La grève n’a pas que des mauvais côtés

Certes, sauter dans le train de 7h17 pour arriver à l’heure à laquelle on se lève d’habitude, c’est un poil douloureux. Mais le train de ce matin m’a offert un bien beau spectacle, qui me donnerait presque envie de recommencer l’expérience volontairement.

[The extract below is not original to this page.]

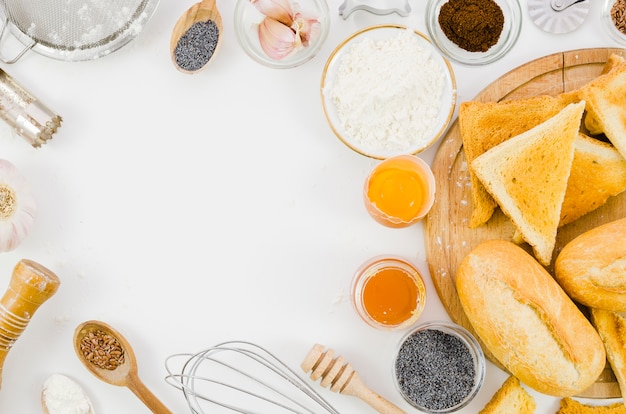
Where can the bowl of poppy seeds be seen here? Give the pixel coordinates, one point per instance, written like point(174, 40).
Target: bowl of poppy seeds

Encore un peu endormi, le train quitte la gare Saint Lazare à peine éclairée pour replonger dans l’obscurité. Je discute avec mon collègue quelques minutes avant d’être rattrapé par la somnolence à demi forcée (on se dit qu’il faut en profiter pour grapiller les derniers bouts de sommeil tant qu’on peut encore).

Quelques instants plus tard, pour une raison quelconque, je rouvre les yeux, et une vision surréaliste s’imprime sur ma rétine. D’un côté le ciel noir, gourmand de toute lumière, de l’autre un bleu intense et profond, doux et paisible, de ceux qui nous font rêver d’espace.

Dos au sens du train, dans ce wagon rempli de visages fatigués, j’ai l’impression de fuir une civilisation perdue, un monde sur le déclin, et de faire parti des quelques rescapés empruntant un chemin mystérieux, en dehors du vivant et du réel, à la lisière du jour et de la nuit. Comme si nous repartions vers notre monde fantastique originel, déçus de monde vers lequel nous nous étions tournés.

Nous voyageons sur le fil de l’aube, en dehors de tout, protégés.